Where is the underground?

Today, I went down to the used record store and sold a bunch of old DVDs, VHS tapes and records. To keep them seems pointless. With Spotify, my record collection is 1 million times bigger than it ever was. And I can always sign up for something like Netflix and expand my movie collection by the same amount.

Still, I was looking over the store’s records and CDs and reminded of the time when the physical representation of music actually meant something. A band would really struggle to put out a 45. I remember the first CD I was involved in (the debut CD from the classic Seattle funk rock band Dr. Zoom) and that felt like a real accomplishment.

Now, this record store had a lot of punk rock records. These records were produced by bands that stayed under the radar of mainstream America or for years, in some cases for their entire careers.
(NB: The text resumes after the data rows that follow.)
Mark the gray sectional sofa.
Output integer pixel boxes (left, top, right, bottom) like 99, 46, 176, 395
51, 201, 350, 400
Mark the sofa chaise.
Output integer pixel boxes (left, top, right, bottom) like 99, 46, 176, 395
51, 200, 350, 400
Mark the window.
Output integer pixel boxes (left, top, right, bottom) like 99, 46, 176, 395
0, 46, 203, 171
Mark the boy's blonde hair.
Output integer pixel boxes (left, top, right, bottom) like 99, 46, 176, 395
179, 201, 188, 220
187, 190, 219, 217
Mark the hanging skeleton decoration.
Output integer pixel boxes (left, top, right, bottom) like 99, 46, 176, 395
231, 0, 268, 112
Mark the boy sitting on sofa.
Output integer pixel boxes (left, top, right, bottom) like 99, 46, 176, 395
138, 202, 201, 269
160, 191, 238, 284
Bands like Gang Green, The Mentors, The Adolescents etc. My disparaging views on punk rock are well known (though I am a fan of The Mentors) but I have a certain respect these kinds of groups that dedicated themselves to keeping the currents of subculture moving.

Now, a while back I asked “who is the Devo of today?” My point being: where is a band with similar quirkiness and gravitas. While I was looking at the records for these punk rock bands today, I thought, “Maybe the question is really bigger. Where is the underground of today? Where is the punk rock, the thrash metal, the hippie culture etc. of today? Does any of that or some equivalent exist?” Certainly, there’s still a punk rock scene, I guess there’s still a hippie scene, there’s still some kind of underground… but I think even the people in those scenes will concede that their best days are behind him.

So why would this be? Well, back in the 1960s, the 70s, the 80s etc. the “mainstream” (by which I mean the corporations in the entertainment business) was a kind of omnipotent force. The mainstream moguls were the gatekeepers for any kind of music or movies of significant budget. They ran the three television networks. There was one video network. They were the overground, and they were what the underground was against. In present day, of course, the mainstream is in disarray (because of the Internet, the ease of self production etc.) And in a sense, the weakening of the corporate giants weakens the underground. The underground was kind of like David to Goliath. If suddenly the Goliath is looking pretty sickly, then David is no longer needed.

So I guess we’re seeing a shifting of the various forces of culture. It used to be the powerful mainstream versus the feisty but ghettoized underground. Now I think there are many interweaving cultural forces, tides rising and ebbing.

I bet it’s weird to be a teenager today.

3 thoughts on “Where is the underground?

  1. John Saleeby

    I can’t imagine what it’s like to be a teenager today.

    I’ve been thinking lately about how cool it would be to make a Movie about teenagers where it was impossible to tell what decade it was set in. A new Movie about adolescents come out and all anybody talks about is “The Seventies were the BEST!!!”, “The Eighties’ SUCKED!!!”, and all that shit. Just once there should be a High School Movie with NO POP MUSIC AT ALL and no specific fashion trend stuff so then we can all pay attention to the story and the characters without having to listen to idiots saying stuff like “Nobody played The Sex Pistols at parties in the Seventies! If you had played play crap all the girls would have gotten bummed out and left! This Movie is STOOPID!!!”

  2. Wil Post author

    What would be funny is a movie that appears to be set in the eighties. But ultimately you realize that it’s the 2180s and American is caught up in a 1980s retro movement.